Brent went to New York on business at the end of January 2002 for a job at the WTC, about 4 1/2 months after the attacks. He took this picture as he stood at Ground Zero.
This was what they did every time they found someone in the rubble. It rips my heart out to look at this picture, but I do. I think about the families of that person they pulled out, 4 1/2 months later, finally knowing for sure that they had lost their loved one. I think about the men finding those people, and the horror they experienced again and again for almost a year after the attacks. I think about how it changed the face of our country forever.
I don't ever want to forget. More than that, I always want to remember.
More than anything, though, in the grief afterwards, I remember how united we all became in an instant, and came together with a love for the strangers that surround us every day. Empathy for the fellow American. Appreciation for what wasn't lost.
I remember how saddened I was that it took such an enormous loss for it to bring us all together. I am amazed it's been five years- I still remember that morning like it was yesterday, and I can only imagine how time has stood still for those who lost someone they loved that day.

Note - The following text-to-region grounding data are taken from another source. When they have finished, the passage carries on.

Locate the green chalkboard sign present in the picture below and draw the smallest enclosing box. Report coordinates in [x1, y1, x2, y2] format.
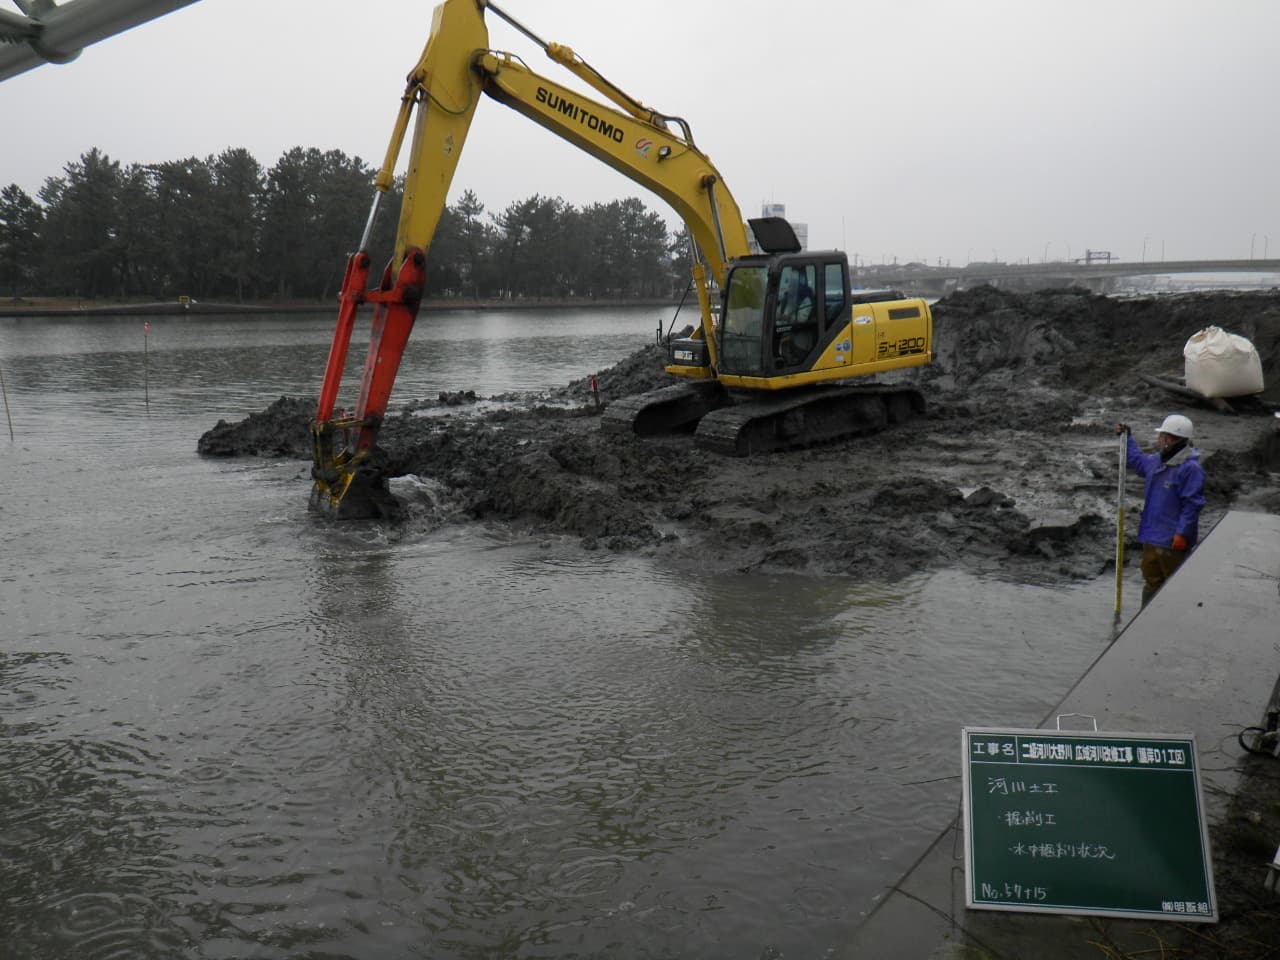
[962, 727, 1217, 921]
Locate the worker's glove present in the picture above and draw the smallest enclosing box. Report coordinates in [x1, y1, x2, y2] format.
[1114, 423, 1130, 436]
[1171, 534, 1189, 551]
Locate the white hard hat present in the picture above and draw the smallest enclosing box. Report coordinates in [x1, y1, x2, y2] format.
[1156, 414, 1194, 439]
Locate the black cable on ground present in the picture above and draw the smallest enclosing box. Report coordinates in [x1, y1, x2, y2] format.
[1238, 726, 1280, 758]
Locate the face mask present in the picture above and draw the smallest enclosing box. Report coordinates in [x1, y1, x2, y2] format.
[1160, 438, 1187, 462]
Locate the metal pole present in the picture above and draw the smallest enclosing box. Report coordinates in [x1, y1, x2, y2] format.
[1115, 432, 1127, 616]
[482, 0, 551, 49]
[703, 176, 728, 268]
[357, 190, 383, 254]
[0, 363, 13, 441]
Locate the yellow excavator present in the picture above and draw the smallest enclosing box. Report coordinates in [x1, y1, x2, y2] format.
[311, 0, 933, 518]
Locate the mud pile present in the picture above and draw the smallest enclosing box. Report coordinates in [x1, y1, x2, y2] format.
[200, 287, 1280, 584]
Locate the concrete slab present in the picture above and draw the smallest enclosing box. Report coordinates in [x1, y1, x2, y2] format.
[841, 510, 1280, 959]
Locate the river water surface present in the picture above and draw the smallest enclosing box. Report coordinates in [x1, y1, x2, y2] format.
[1, 307, 1118, 959]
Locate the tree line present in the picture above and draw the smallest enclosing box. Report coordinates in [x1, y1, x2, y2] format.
[0, 146, 694, 303]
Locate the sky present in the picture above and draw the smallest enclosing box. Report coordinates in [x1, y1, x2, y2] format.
[2, 0, 1278, 267]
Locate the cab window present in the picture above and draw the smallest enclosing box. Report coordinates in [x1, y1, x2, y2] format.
[774, 264, 818, 368]
[719, 265, 768, 375]
[824, 263, 846, 323]
[723, 268, 765, 336]
[776, 265, 816, 329]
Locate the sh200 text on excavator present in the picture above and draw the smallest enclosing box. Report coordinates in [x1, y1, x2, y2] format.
[310, 0, 933, 519]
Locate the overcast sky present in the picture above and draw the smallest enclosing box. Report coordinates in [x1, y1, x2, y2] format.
[2, 0, 1277, 266]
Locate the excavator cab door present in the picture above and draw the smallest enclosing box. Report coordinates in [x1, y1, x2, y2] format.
[772, 262, 820, 370]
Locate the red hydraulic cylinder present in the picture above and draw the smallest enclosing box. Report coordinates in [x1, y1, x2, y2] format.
[316, 251, 372, 422]
[354, 248, 427, 437]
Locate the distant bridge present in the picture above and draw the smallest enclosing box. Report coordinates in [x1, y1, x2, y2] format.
[854, 259, 1280, 297]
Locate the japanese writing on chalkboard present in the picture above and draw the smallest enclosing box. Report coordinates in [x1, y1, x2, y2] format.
[969, 736, 1189, 769]
[962, 727, 1217, 922]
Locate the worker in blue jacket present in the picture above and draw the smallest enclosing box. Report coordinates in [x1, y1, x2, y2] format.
[1115, 414, 1207, 606]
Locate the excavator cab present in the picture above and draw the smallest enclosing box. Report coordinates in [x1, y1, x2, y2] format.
[670, 216, 824, 377]
[717, 252, 851, 378]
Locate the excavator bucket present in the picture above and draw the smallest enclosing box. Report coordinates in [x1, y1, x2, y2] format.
[309, 413, 392, 520]
[310, 416, 376, 519]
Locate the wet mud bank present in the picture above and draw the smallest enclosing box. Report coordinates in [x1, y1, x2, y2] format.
[200, 287, 1280, 585]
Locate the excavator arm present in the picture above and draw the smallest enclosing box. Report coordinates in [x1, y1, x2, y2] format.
[311, 0, 751, 518]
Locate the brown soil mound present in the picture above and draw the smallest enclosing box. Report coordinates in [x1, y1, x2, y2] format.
[199, 287, 1280, 583]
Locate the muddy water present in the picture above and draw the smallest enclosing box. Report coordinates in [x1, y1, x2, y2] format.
[1, 309, 1117, 958]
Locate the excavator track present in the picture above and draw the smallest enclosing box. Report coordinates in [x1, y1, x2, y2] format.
[600, 380, 728, 436]
[693, 385, 923, 456]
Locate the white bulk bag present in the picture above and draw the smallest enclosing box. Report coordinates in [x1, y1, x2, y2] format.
[1183, 326, 1264, 398]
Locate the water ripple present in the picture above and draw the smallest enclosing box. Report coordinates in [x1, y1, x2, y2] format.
[542, 849, 629, 900]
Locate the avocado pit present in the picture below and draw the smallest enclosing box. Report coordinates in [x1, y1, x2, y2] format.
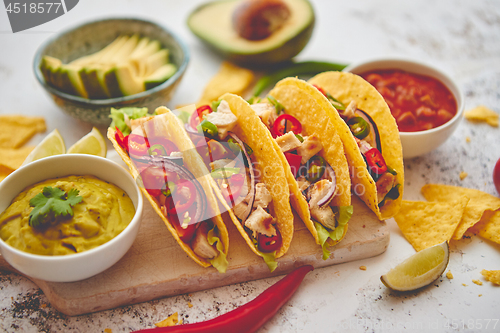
[232, 0, 291, 41]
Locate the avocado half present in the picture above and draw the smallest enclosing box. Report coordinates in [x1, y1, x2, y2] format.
[187, 0, 315, 66]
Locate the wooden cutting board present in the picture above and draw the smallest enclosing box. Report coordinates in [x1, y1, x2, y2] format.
[0, 195, 388, 316]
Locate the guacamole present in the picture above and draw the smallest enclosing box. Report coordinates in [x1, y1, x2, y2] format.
[0, 175, 135, 255]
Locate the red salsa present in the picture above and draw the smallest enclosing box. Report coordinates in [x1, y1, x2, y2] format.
[360, 69, 457, 132]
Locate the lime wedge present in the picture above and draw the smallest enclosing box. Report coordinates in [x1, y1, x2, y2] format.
[381, 241, 449, 291]
[21, 129, 66, 166]
[67, 127, 107, 157]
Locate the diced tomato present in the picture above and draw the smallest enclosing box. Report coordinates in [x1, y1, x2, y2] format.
[284, 152, 302, 178]
[128, 134, 150, 157]
[189, 105, 212, 130]
[167, 205, 198, 243]
[221, 173, 245, 206]
[494, 157, 500, 195]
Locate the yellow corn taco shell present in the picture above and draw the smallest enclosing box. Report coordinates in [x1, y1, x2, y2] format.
[220, 93, 294, 259]
[268, 78, 352, 246]
[308, 71, 404, 220]
[107, 109, 229, 270]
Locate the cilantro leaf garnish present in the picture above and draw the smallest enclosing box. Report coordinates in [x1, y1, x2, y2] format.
[29, 186, 83, 227]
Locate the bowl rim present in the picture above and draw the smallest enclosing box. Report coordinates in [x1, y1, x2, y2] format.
[0, 154, 143, 263]
[33, 16, 190, 105]
[343, 56, 464, 137]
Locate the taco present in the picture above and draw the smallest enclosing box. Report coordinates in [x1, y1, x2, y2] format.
[308, 71, 404, 220]
[183, 93, 294, 271]
[107, 108, 229, 273]
[247, 78, 353, 259]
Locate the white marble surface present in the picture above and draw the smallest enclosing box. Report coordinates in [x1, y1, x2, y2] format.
[1, 0, 500, 332]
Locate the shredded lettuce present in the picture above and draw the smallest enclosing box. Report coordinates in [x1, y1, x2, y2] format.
[109, 107, 149, 135]
[251, 238, 278, 272]
[208, 228, 228, 273]
[315, 205, 354, 260]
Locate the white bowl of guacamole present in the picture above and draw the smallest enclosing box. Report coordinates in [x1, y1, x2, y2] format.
[0, 154, 143, 282]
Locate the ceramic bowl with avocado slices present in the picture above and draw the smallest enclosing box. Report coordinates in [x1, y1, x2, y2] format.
[34, 17, 189, 126]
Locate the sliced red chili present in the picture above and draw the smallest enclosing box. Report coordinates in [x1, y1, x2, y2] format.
[164, 179, 197, 215]
[284, 152, 302, 178]
[128, 134, 150, 157]
[140, 165, 167, 197]
[257, 229, 282, 253]
[220, 173, 245, 205]
[365, 148, 388, 175]
[165, 205, 198, 243]
[189, 104, 213, 129]
[114, 127, 129, 152]
[272, 114, 302, 137]
[312, 84, 327, 97]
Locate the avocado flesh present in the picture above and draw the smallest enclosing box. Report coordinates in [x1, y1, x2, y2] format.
[105, 63, 144, 97]
[144, 63, 177, 90]
[40, 56, 62, 88]
[187, 0, 315, 65]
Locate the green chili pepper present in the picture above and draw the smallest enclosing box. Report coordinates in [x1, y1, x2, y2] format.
[211, 100, 222, 111]
[295, 134, 304, 143]
[347, 117, 370, 139]
[198, 119, 219, 139]
[267, 96, 284, 115]
[161, 181, 177, 197]
[252, 61, 348, 97]
[326, 93, 346, 111]
[306, 156, 326, 182]
[211, 167, 241, 179]
[386, 165, 398, 175]
[148, 144, 168, 156]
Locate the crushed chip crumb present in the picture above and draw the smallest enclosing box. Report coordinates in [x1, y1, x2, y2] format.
[459, 171, 468, 180]
[359, 266, 367, 270]
[464, 105, 499, 127]
[462, 283, 467, 286]
[104, 329, 112, 333]
[188, 302, 193, 308]
[480, 269, 500, 285]
[466, 136, 471, 142]
[479, 294, 482, 297]
[155, 313, 182, 328]
[446, 270, 453, 279]
[472, 279, 483, 285]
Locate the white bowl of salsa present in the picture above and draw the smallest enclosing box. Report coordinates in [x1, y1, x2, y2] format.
[0, 154, 143, 282]
[344, 57, 464, 159]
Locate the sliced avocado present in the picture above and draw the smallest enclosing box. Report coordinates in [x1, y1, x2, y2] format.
[104, 63, 144, 98]
[142, 48, 170, 77]
[187, 0, 315, 66]
[39, 55, 62, 87]
[144, 63, 177, 90]
[58, 64, 88, 98]
[129, 39, 162, 77]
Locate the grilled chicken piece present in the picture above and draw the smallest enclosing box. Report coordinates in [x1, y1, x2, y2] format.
[192, 226, 218, 259]
[206, 100, 238, 140]
[308, 179, 337, 230]
[233, 200, 249, 220]
[296, 176, 310, 192]
[275, 131, 302, 152]
[250, 102, 274, 126]
[253, 183, 272, 209]
[296, 134, 323, 164]
[245, 206, 276, 238]
[376, 172, 397, 203]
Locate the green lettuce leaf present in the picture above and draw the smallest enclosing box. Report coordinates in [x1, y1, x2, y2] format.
[315, 205, 354, 260]
[109, 107, 149, 135]
[208, 227, 228, 273]
[251, 237, 278, 272]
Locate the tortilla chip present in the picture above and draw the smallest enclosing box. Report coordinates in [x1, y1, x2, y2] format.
[268, 79, 352, 245]
[421, 184, 500, 239]
[155, 313, 181, 327]
[221, 93, 294, 258]
[0, 165, 14, 182]
[481, 269, 500, 285]
[0, 146, 34, 170]
[197, 61, 254, 106]
[107, 111, 229, 269]
[464, 105, 499, 127]
[0, 115, 46, 148]
[470, 210, 500, 245]
[394, 197, 469, 251]
[308, 72, 404, 220]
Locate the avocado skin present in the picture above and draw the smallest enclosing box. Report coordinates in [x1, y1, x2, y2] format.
[187, 0, 315, 67]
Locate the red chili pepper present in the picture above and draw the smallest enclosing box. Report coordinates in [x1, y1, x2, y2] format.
[284, 152, 302, 178]
[140, 165, 167, 197]
[128, 134, 150, 157]
[257, 229, 282, 253]
[132, 265, 314, 333]
[189, 105, 212, 130]
[220, 173, 245, 205]
[114, 127, 129, 152]
[365, 148, 388, 175]
[164, 205, 198, 243]
[147, 137, 179, 156]
[312, 84, 327, 97]
[272, 114, 302, 137]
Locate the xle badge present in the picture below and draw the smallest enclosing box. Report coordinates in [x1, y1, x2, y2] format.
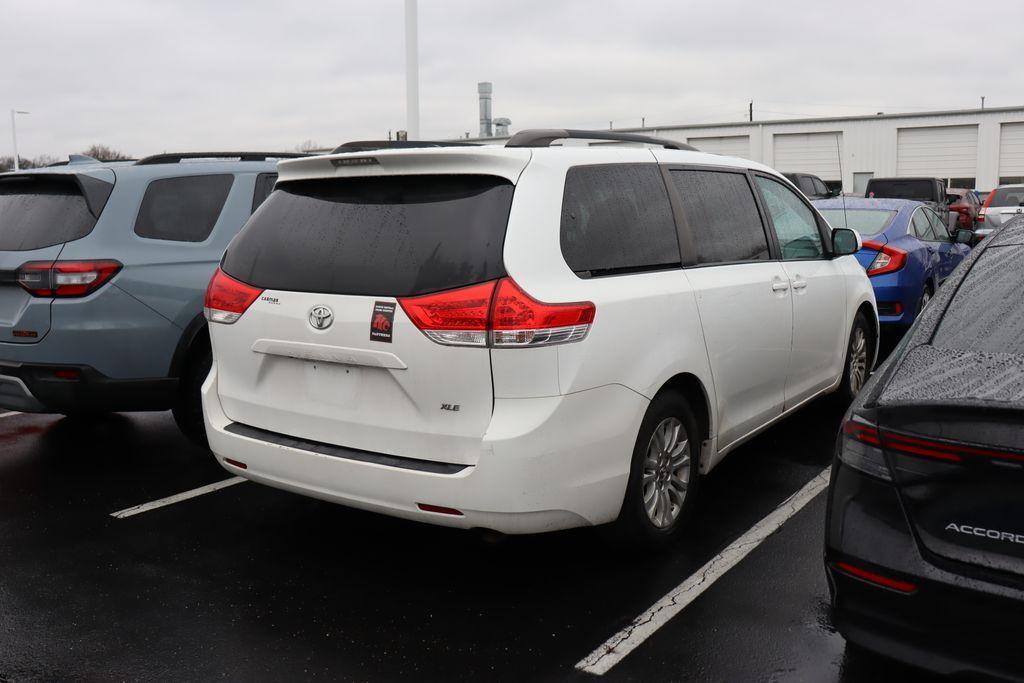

My heart goes out to the families and friends of the almost 3,000 people that were lost that day, and for the pain they endure. For those children who lost the fathers they will never know.
I do believe we are just as vunerable today as we were then. If nothing else, it's yet another indicator of how precious life is, to not take for granted the days we have with those we love. We cannot stop what we do not know, but we can hope for a peace for all of us to become a little more tangible for the world, because it seems so far and distant right now.